The SERVE program is not "getting around state and federal certification requirements." The UOCAVA Voting System is subject to the same National Association of State Election Directors (NASED) qualification process and state certification process as any other voting system must be before being used in an election. The Federal Voting Assistance Program conducted a competitive procurement to acquire the services of an independent testing contractor to completely test all elements of the UOCAVA Voting System (UVS). This contract was awarded to CIBER, one of the two NASED certified software testing authorities. In fact, the UVS is being more extensively tested than the Federal Election Commission Voting System Standards requires. The Voting System Standards do not apply to many of the capabilities included in the UVS such as identification and authentication and voter registration. Since the UVS operates over the Internet, the security features are more extensive than those for a pollsite voting system. All these elements of the UVS will be comprehensively tested. Some commentators have queried how UVS testing can be done when the Voting System Standards don't cover all the system elements. The answer is that there are other standards available that can be meaningfully applied, such as the Federal Information Processing Standards and the federal Common Criteria. We have been coordinating with the Federal Election Commission and expect to work with the National Institute of Standards and Technology and the Election Assistance Commission as they come into operation.

For more, click here.


The Defense Department argues, as above in an e-mail from Carol Paquette, SERVE Program Manager, that it is entitled to decide on its own how to certify the UVS remote Internet voting system.
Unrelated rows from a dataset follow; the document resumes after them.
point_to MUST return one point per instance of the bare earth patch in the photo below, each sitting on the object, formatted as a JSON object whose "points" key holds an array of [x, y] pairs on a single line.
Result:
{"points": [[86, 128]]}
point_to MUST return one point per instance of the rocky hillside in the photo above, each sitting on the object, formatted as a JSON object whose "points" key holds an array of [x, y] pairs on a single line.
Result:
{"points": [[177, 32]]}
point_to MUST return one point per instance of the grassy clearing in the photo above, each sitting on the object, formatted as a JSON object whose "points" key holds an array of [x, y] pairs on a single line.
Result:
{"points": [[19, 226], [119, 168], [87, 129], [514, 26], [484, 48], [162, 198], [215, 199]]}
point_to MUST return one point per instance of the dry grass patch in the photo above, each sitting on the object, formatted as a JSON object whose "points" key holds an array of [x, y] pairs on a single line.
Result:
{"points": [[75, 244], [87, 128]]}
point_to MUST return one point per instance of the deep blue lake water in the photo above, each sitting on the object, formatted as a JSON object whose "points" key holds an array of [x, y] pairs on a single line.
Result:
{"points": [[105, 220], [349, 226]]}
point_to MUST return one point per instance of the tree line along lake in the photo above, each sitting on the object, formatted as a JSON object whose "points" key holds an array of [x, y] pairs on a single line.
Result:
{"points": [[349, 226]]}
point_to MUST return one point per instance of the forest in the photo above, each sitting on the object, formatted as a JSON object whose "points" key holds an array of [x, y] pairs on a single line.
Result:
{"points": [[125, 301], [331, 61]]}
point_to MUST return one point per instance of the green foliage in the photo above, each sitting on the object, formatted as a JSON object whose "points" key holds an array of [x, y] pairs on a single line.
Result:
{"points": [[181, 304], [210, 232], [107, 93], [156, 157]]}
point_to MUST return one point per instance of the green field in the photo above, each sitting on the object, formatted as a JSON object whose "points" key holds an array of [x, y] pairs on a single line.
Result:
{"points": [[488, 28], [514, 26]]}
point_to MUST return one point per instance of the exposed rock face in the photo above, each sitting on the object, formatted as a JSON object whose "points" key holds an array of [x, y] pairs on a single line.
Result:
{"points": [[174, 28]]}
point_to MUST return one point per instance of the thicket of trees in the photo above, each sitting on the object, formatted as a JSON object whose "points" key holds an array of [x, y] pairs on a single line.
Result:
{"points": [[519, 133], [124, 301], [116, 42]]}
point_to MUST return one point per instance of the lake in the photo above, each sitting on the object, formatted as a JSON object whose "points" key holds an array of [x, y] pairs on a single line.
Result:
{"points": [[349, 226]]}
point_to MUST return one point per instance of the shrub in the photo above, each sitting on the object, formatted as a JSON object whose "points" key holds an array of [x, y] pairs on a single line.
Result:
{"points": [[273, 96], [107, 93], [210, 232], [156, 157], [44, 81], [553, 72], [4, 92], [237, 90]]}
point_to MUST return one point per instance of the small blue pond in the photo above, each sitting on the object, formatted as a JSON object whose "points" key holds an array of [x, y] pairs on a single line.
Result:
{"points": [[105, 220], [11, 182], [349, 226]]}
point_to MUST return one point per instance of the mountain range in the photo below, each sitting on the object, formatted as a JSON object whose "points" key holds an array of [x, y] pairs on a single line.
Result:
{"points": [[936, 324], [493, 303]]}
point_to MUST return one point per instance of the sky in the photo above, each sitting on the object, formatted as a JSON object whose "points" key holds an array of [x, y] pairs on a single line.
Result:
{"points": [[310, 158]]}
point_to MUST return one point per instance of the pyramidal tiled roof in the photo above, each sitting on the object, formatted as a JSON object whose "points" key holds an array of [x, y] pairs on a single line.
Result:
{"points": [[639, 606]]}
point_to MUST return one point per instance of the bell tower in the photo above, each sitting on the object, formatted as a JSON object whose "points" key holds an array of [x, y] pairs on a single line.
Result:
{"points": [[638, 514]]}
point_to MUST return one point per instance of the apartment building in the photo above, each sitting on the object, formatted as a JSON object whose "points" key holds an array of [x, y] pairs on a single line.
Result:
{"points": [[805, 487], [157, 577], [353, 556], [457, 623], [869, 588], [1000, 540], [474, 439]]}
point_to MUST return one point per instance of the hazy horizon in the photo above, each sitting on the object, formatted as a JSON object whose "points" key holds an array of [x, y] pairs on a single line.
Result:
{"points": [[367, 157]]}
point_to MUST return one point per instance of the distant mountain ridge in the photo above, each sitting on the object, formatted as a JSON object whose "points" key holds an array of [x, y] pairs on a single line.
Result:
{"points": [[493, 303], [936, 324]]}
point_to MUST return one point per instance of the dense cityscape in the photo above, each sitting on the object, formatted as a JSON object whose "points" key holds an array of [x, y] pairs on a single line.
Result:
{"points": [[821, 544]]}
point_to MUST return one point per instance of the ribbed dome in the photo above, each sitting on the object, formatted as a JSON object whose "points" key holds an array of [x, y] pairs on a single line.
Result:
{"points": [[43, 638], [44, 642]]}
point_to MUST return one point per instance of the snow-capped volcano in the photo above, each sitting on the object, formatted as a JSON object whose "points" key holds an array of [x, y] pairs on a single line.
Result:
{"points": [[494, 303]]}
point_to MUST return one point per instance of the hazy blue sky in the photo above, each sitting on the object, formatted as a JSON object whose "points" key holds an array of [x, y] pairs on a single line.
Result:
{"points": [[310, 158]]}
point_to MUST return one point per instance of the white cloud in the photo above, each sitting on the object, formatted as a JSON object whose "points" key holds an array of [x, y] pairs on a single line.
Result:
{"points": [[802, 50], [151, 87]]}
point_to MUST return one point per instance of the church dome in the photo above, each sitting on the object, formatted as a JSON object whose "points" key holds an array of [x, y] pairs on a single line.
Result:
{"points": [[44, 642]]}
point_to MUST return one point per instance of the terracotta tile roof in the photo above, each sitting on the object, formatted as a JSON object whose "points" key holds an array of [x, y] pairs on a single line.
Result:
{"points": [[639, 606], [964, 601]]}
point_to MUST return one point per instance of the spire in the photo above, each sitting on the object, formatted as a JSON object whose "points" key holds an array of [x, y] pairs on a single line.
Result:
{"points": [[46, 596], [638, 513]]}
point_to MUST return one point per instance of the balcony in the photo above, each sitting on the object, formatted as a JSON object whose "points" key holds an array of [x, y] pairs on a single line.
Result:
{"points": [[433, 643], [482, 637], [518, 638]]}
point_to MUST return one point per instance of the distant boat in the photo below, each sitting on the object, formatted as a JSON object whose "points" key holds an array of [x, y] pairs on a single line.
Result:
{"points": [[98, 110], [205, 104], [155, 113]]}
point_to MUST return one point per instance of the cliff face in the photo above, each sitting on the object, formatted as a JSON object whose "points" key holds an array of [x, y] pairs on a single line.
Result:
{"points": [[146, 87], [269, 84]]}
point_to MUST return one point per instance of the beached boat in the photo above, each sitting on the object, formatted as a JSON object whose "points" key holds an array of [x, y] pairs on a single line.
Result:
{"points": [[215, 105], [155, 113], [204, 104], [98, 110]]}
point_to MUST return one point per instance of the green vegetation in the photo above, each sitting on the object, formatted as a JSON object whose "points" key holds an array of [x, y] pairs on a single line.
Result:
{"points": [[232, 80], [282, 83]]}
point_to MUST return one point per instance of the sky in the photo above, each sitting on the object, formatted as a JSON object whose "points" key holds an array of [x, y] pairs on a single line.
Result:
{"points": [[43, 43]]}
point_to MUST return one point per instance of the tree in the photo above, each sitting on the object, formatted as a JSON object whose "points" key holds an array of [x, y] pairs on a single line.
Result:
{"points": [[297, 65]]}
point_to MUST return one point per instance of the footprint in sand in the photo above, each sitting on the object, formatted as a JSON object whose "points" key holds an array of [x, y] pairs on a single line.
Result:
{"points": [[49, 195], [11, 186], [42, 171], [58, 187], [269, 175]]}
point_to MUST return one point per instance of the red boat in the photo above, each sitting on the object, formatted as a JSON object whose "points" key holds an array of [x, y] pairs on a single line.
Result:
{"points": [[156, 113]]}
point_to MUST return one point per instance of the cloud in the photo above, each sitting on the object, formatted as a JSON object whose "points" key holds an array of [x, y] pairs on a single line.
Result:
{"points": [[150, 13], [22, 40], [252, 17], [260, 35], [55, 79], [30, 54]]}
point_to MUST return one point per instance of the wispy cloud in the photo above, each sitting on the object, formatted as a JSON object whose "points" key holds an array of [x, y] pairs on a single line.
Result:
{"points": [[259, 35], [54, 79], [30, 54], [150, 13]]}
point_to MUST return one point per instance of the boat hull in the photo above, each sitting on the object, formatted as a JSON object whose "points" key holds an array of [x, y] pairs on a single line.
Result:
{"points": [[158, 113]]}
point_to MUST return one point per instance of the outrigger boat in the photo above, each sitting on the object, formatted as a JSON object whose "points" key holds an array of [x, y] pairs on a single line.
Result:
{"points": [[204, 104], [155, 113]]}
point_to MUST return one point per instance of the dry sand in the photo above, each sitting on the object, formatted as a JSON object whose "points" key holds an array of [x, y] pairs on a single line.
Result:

This ignores the fact that all OTHER voting systems need to conform to the requirements of the FVSS (which contain no provisions for Internet voting), and therefore no other entities can get their remote Internet voting systems certified or used, giving the military the ability to collect and submit hundreds of thousands of votes from its own personnel voting remotely using the latest technology, while this right is denied to everyone else.

Additional materials about "creeping military exceptionalism" as it applies to the certification of the UVS/UOCAVA/SERVE/FVAP/DoD voting system

To read, "Ciber Official Says His Company Will Test Only the 'Voting Part' of SERVE, not the 'Internet Part'," click here.

To read, "Pentagon Won't Urge Election Assistance Commission to Upgrade Federal Voting Systems Standards to Include SERVE-type Remote Internet Voting; Says Only, 'We Intend to Offer a Secure System'," click here.


What's missing to bring this segment into alignment with the last two is a link to the article reporting on the court case that shuts down UVS/ SERVE, in the way that the mandatory anthrax inoculations were shut down and the denial of basic legal rights to accused "enemy combatants" was shut down.

The purpose of a civilian-controlled military is to carry out the lawful orders of the Commander-in-Chief and to wage war when Congress decides it should, not to overstep the regulations of the FDA when it wants to inoculate the troops, not to ignore the dictates of the Constitution when a former gang member is suspected of breaking the law, and not to facilitate electronic voting by the same people it already controls to the extent that it thinks it can order them inoculated with an experimental drug against their will, by circumventing the established procedures according to which all other voting machines must be tested, qualified, and certified for use in the elections that are the only real source of its own political legitimacy.